001.md

Raspy Currant Lynx

High

Yield mode for USDB is not actually set, resulting in all yields accrued to be not claimable

Summary

Protocol attempts to set yield mode to claimable by calling blast.configure(), but this only sets the native yield (ETH) and not USDB that is being used as LOAN_TOKEN in predict.fun.

The default yield mode for USDB, which the protocol is using as LOAN_TOKEN, is AUTOMATIC. All accrued USDB yield will be stuck in the loan contract.

Root Cause

https://github.com/sherlock-audit/2024-09-predict-fun/blob/ba2bd6f941f9cd953634a80bb4045550e521e2ef/predict-dot-loan/contracts/BlastNativeYield.sol#L21

When calling Blast's precompile contract with IBlast(blast).configure(YieldMode.CLAIMABLE, GasMode.CLAIMABLE, governor);, this only sets yield mode of native ETH and gas mode.

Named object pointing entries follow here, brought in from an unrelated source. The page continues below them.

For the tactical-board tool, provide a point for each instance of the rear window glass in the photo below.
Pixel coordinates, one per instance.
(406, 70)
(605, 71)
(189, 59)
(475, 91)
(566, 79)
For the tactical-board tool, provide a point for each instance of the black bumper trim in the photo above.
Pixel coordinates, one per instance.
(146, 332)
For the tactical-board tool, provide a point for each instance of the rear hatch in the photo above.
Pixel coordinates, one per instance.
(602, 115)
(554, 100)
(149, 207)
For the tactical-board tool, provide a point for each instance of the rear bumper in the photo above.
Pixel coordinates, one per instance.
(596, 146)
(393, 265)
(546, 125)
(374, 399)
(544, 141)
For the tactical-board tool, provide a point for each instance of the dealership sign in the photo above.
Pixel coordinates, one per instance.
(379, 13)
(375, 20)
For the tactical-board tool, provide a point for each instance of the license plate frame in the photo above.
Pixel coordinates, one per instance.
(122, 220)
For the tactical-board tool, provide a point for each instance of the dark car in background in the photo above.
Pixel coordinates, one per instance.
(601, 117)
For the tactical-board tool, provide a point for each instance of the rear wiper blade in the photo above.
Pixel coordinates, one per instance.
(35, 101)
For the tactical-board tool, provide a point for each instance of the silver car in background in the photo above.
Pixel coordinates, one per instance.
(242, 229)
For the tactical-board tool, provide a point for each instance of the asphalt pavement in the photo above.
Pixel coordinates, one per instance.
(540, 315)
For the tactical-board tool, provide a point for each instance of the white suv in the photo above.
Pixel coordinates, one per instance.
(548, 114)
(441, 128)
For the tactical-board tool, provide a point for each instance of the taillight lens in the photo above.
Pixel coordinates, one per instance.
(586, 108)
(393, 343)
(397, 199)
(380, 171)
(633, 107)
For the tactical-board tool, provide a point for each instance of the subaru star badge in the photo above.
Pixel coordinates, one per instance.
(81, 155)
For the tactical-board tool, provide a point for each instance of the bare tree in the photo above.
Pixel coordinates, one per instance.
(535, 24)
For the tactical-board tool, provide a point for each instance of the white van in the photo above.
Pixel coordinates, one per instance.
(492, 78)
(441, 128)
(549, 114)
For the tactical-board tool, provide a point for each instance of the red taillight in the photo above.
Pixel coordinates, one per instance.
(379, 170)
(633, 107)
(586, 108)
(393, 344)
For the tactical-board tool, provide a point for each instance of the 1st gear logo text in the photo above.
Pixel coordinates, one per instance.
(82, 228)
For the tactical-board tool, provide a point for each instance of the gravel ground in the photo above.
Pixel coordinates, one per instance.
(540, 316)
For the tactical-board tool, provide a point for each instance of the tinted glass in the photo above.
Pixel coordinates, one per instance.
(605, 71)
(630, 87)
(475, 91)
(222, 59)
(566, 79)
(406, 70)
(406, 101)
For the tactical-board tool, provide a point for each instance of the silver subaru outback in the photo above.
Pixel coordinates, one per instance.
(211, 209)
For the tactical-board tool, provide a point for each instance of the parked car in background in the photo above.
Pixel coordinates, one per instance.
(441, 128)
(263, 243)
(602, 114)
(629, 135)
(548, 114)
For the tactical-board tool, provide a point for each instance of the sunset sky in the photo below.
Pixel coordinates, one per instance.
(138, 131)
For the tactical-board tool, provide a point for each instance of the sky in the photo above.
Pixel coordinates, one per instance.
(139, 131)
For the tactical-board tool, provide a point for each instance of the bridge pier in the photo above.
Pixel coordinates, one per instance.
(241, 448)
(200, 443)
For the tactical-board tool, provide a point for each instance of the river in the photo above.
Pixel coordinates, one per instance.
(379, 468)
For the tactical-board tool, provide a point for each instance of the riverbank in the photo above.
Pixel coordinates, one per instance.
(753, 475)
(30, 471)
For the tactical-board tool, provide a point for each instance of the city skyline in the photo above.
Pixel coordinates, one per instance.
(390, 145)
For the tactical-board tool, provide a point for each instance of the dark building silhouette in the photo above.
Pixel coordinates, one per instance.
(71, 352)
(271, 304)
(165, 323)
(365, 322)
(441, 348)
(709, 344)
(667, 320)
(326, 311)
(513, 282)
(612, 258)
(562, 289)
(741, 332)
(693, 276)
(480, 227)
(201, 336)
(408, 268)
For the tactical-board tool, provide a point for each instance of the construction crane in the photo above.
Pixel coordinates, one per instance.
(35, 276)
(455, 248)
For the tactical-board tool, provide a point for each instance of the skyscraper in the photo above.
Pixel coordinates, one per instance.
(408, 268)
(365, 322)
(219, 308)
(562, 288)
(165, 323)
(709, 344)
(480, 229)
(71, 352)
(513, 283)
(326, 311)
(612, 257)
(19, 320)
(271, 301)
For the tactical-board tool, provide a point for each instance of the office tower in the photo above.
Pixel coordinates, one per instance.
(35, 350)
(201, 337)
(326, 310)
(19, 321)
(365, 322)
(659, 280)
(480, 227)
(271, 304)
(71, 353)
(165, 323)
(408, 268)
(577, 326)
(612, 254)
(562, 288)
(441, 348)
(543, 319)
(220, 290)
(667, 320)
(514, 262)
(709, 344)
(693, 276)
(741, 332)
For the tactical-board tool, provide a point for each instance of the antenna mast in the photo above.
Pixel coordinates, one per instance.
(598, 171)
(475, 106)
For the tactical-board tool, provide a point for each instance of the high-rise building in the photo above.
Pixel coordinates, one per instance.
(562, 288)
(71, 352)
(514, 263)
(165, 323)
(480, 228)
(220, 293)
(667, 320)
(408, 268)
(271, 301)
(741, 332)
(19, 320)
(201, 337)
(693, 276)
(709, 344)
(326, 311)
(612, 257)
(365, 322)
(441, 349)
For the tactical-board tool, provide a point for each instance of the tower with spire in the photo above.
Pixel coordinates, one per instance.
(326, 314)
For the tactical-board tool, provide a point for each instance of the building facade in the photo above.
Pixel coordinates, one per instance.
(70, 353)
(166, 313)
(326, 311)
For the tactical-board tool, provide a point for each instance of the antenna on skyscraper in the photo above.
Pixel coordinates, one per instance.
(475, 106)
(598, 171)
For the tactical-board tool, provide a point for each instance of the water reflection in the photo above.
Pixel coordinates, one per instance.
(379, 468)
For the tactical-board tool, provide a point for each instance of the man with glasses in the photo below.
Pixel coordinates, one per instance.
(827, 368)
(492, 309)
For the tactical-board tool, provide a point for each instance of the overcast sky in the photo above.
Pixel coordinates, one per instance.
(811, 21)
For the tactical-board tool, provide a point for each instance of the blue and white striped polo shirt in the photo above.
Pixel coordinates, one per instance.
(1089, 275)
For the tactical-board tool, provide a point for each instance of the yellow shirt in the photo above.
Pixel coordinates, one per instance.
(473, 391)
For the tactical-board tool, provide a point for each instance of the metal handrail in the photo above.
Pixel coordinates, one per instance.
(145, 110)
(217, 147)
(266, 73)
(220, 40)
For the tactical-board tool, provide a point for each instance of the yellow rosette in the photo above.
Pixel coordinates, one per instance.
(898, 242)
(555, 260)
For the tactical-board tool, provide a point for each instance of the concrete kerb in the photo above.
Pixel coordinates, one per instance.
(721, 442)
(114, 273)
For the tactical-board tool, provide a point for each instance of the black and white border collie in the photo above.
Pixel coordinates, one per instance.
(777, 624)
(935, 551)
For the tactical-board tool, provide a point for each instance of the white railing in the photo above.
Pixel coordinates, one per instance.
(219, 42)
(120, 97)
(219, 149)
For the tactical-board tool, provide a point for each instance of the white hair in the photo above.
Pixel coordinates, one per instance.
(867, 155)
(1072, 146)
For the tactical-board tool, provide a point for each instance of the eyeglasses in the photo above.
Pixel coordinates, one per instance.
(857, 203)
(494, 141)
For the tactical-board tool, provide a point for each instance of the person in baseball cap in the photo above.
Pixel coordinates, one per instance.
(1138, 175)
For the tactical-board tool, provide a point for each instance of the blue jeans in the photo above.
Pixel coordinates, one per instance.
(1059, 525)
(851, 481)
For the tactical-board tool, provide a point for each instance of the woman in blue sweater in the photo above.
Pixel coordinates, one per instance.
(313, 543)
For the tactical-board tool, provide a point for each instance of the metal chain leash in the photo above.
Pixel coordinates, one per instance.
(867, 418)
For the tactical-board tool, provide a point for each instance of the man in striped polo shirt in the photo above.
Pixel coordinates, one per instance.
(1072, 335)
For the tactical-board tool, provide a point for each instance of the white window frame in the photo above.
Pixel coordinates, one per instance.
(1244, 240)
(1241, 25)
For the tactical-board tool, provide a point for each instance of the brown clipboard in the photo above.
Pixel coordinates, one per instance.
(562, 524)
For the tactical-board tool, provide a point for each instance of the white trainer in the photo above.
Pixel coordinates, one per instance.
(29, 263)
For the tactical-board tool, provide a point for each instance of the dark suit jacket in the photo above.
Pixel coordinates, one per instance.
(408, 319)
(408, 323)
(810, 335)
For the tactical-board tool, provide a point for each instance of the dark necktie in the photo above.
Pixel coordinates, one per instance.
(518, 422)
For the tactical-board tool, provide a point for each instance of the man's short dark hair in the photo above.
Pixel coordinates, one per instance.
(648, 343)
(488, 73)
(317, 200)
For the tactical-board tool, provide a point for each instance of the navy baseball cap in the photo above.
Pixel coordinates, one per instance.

We need to also be interacting with Blast's USDB precompile contract, for which there is currently no way to do so in BlastNativeYield.sol.

Internal pre-conditions

None

External pre-conditions

None

Attack Path

NA

Impact

Rating this as high severity as this is a loss of funds due to loss of USDB yield in the loan contract with 100% certainty.

PoC

NA

Mitigation

Interact with Blast's USDB precompile contract and set YIELD_MODE to CLAIMABLE.